Particle extraction

From Dynamo
Jump to navigation Jump to search

Particle extraction is the process of using a set of positions (and possibly orientations) defined on a set of tomograms to create a set of subtomograms files. This set is represented by a data folder containing one file for each cropped subtomogram, and possibly a table retaining the metadata. Data folder and table can directly be used for subtomogram alignment


Results of a particle extraction

Users might use their own protocols (as extracting particles separately in different experiments and merging the sets afterwards). Dynamo uses a single convention for the results of an extraction:

Data folder

Particle extraction should produce a folder with all the particles. For very large particle sets (~>20K), this folder can be formatted as a dBox folder. In general the particles are named with tags starting with 1, but some integers might be missing: they correspond to particles that were not generated, because they were too close to the boundaries of the tomogram and cropping them would implying reading out of scope.

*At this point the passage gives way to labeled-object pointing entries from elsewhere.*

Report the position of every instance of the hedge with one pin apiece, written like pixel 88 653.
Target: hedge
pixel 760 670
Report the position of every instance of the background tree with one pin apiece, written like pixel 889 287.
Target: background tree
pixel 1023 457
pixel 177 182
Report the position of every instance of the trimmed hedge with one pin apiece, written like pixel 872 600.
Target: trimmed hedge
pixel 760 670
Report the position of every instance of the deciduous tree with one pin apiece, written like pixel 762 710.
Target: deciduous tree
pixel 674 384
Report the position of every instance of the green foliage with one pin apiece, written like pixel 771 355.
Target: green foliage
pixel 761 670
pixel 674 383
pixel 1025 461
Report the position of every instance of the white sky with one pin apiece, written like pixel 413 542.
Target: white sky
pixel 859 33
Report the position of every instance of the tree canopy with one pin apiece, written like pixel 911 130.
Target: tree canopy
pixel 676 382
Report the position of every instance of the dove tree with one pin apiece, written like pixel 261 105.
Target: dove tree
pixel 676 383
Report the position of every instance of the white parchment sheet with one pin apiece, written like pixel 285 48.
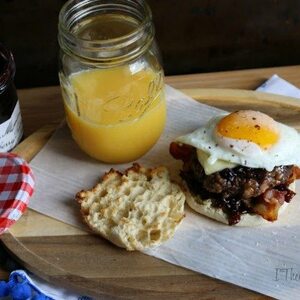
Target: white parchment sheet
pixel 265 259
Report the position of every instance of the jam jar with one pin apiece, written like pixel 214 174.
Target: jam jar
pixel 111 78
pixel 11 130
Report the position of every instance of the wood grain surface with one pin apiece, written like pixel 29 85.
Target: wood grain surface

The particles in this data folder are never rotated or shifted. Any rotation or shift is coded into the resulting table.

Table

A single table is produced to index all the particles in the data folder. This table refers only to the particles actually in the data folder, i.e., the tags (column 1 in table) will only include the ones that correspond to an particle file actually available in the generated data folder. This table is stored inside the data folder with the name crop.tbl.

Volume table index

The volume table index file is generated when several tomograms have been used. It is generated inside the data folder with the name indices_column20.doc and its a text file with two columns. Each row is an integer number and a filename. The numbers are the tomogram number used in the column 20 of the produced table crop.tbl. This file, jointly with the table, makes possible to track from which tomogram a particle has been cropped.

Using the catalogue

Select the tomograms in which you have models containing particles and click on the menu tab Crop particles. A new GUI will popup, with a list of models. You can then select the models that already contain crop points). Then click on Create list. This will show you an automatically created volume list file. This is just for information, no need to do anything on it. Click then on -> Crop particles, getting a GUI where you can select the sidelength in pixels, and start the actual cropping.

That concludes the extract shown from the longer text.